While at Westinghouse, Fred earned his master’s degree in electrical engineering at Stevens Institute of Technology in 1945. Later in 1945 he enrolled at Princeton University to take graduate courses in physics. In 1948 Bartman, Merlee and their baby girl moved to Willow Run, Mich., so he could work as an aeronautical research engineer at U-M. He was hired by Myron Nichols, a Princeton radio telemetry pioneer who came to U-M in 1946. Nichols was a member of the national panel formed in 1946 to oversee the use of the captured German V-2s. Thus began Bartman’s professional career as an atmospheric scientist.
Bartman received both his Master of Arts in mathematics (1951) and his doctorate in meteorology, and instrumentation and control engineering (1967) from U-M. Director of the High Altitude Engineering Laboratory from 1970-80, he also was acting chairman of the Department of Atmospheric and Oceanic Sciences in 1973-74. He was honored with a departmental Outstanding Teacher Award for the 1984-85 academic year and was featured in Ken Macrorie’s 1984 book “Twenty Teachers.”

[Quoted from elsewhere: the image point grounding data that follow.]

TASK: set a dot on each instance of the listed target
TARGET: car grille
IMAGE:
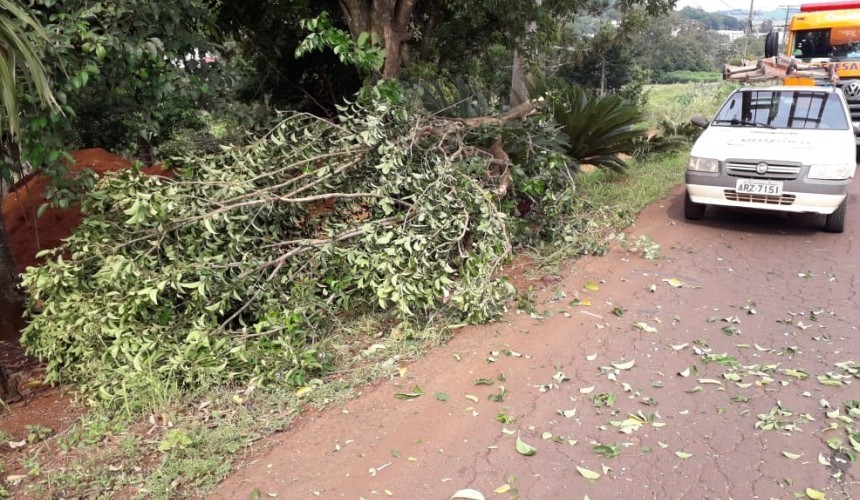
(786, 199)
(775, 171)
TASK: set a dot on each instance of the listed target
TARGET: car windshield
(792, 109)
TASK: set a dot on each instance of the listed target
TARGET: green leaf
(525, 449)
(588, 474)
(415, 393)
(624, 365)
(815, 494)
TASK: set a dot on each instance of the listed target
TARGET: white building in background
(732, 34)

Bartman was preceded in death by his wife Merlee, son Bruce and his late-life companion Anne Jones. He is survived by three daughters, Mary Lee Morgan, Jane Bartman and Ruth Bartman; niece Karen Naedele; nephew William Wynne; and nephew Robert Kozlosky.
In lieu of flowers, contributions in Bartman’s memory may be made to the U-M Atmospheric, Oceanic and Space Science Department Scholarship Fund, or Arbor Hospice.
A celebration of Bartman’s life will take place at 11 a.m. Nov. 15 at the Michigan League.